In this study, we comprehensively described the CCND1 amplification profile in the TCGA and MSKCC databases and in a Chinese population in the Geneplus cohort. We found that CCND1 amplification can hinder not only the natural host immune response but also the efficacy of ICIs. A CCND1 amplification may potentially identify a patient population that will not benefit from ICIs irrespective of TMB status.

The CCND1 located on human chromosome 11q13.3 is considered an oncogene, and it increases cell proliferation, growth, angiogenesis, and resistance to chemotherapy and radiotherapy (3, 4). To our knowledge, our results are the first to reveal that a CCND1 amplification may significantly correlate with tumorigenesis and attenuation of various types of effector immune cells in the TME, including cytotoxic cells, T cells, CD8⁺ T cells, DC cells, and B cells, and upregulation of Treg cells and MDSCs. Oncogenes such as PDGFA-D, FGF2, HGF, and MET are significantly overexpressed in the CCND1 amplification group, promoting the development and progression of tumors. Previous studies have shown the role of the cytokine TGF-β, promoting immunosuppression in the TME (2, 20, 27, 28). In our analysis of the TCGA pan-cancer cohort, CCND1 amplification showed a statistically significant correlation with high mRNA expression of TGFB1. More importantly, further study showed significant upregulation of mRNA expression of VEGFA, another known factor inducing tumor immune escape and immunotherapy resistance (25), associated with the CCND1 amplification phenotype.

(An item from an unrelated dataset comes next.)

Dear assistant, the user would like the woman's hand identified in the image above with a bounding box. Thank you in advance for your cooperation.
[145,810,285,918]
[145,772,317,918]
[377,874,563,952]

From the survival analysis in TCGA and MSKCC public databases, we found no significant correlation between CCND1 amplification with prognosis in the pan-cancer group. There are some reasons to interpret this result. Firstly, the source of samples enrolled in the TCGA and MSKCC databases were diverse, and the clinical pathological characters of patients were complicated. Hence, the differences between cancer types must be taken into account. Secondly, in previous studies, methods such as Fluorescence in situ Hybridization (FISH), Chromogenic in situ Hybridization (CISH) or Reverse Transcription-Polymerase Chain Reaction (RT-PCR) were used to detect amplification of genes. Some studies used immunohistochemistry to stain cyclin D1. But there was no consistency on the definition of amplification of genes or the high- or low-expression level of cyclin D1 in various cancer types or within the same cancer type. Here, in our study, we used sequencing of genes by a CNV technique to detect amplification of genes. Meanwhile, the analysis of the transcriptome showed that the amplification of CCND1 was strongly correlated with higher expression level of mRNA. This also increases the credibility of the results and unifies the consistency of the detection. Thirdly, according to our investigation, activations of a variety of oncogenes and deactivations of tumor suppressor genes were observed along with the amplification of CCND1 in different cancer types. Therefore, when the sample is enlarged and after balancing different tumor types, the value of CCND1's impact on prognosis may be weakened.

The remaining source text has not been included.